There is a world of plant and animal to twist into fiber: comb bamboo, gather the underbelly tufts from an Arctic Ox to spin into light thread, stroke away the hair of a rabbit and knit. The cottonwood wisps of spring would make fine garments. The harvest of fibers does no harm to any living creature, except perhaps the cut bamboo cane. Yarn tells its story through the fingers of women.
The shop is closing, the one on the ground floor of an old house bordering campus. It is painted soft green with a deep porch wrapping around the front overlooking rose bushes. Inside the small rooms were shelves spilling over with merino, silk, and wool in all colors and none. An antique oak table in what was once a dining room hosted knitting classes. I came to learn late in life, but my beginner’s class was canceled. Not to be dissuaded. I taught myself to knit watching videos on the internet. Long-tail cast-on, yarn over, purl, make two-together, cast off—a coded language of loops and knots akin to conjuring.
Angora is coaxed from contented hares and spun around a core of silk thread. Cashmere comes from the belly hair of goats. Alpaca is strong and warm and soft. I abandoned my needles for many seasons. Projects languished in baskets and paper bags, which often happens in summer until they’re taken up again at Samhain when the days grow dark. I left much undone.
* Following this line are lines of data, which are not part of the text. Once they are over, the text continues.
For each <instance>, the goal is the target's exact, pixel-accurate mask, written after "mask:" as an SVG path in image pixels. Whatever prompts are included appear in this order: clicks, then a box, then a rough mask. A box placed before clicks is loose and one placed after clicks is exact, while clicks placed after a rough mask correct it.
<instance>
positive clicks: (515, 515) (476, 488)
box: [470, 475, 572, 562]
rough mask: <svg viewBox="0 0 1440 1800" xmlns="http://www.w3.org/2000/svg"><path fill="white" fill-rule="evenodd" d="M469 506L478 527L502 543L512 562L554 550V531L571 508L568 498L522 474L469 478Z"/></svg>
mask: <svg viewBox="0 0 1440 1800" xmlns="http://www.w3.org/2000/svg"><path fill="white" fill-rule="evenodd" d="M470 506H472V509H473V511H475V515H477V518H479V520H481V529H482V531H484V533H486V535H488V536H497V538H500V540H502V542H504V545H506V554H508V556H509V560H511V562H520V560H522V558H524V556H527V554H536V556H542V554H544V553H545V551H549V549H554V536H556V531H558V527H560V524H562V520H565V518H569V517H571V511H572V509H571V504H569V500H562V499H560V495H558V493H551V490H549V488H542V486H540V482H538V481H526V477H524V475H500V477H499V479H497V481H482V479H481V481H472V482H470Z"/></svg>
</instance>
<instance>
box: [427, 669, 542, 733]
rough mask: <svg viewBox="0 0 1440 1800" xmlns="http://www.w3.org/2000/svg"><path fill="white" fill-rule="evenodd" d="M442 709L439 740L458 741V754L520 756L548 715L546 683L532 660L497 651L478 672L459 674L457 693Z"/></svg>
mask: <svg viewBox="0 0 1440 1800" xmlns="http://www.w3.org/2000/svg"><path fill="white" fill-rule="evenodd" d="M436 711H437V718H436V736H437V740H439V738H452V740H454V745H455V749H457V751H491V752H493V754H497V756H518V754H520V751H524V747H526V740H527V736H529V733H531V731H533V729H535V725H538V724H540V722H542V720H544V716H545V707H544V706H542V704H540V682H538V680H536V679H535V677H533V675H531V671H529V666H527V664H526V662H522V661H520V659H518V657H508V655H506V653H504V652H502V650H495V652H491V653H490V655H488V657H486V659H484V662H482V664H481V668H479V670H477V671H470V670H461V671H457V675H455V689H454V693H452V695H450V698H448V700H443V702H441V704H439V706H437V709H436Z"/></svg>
I sat at the table for a day with a mill-end ball of wool and cast-on a thousand stitches and ripped them out again. I knitted and purled a dozen rows, binding off but for the last stitch and ripped it out again. Join in the round, left slanting decrease, each knot recalled in the hand. I unraveled the unfinished cowl and wound it up again. In the telling of the yarn, nothing is ever lost.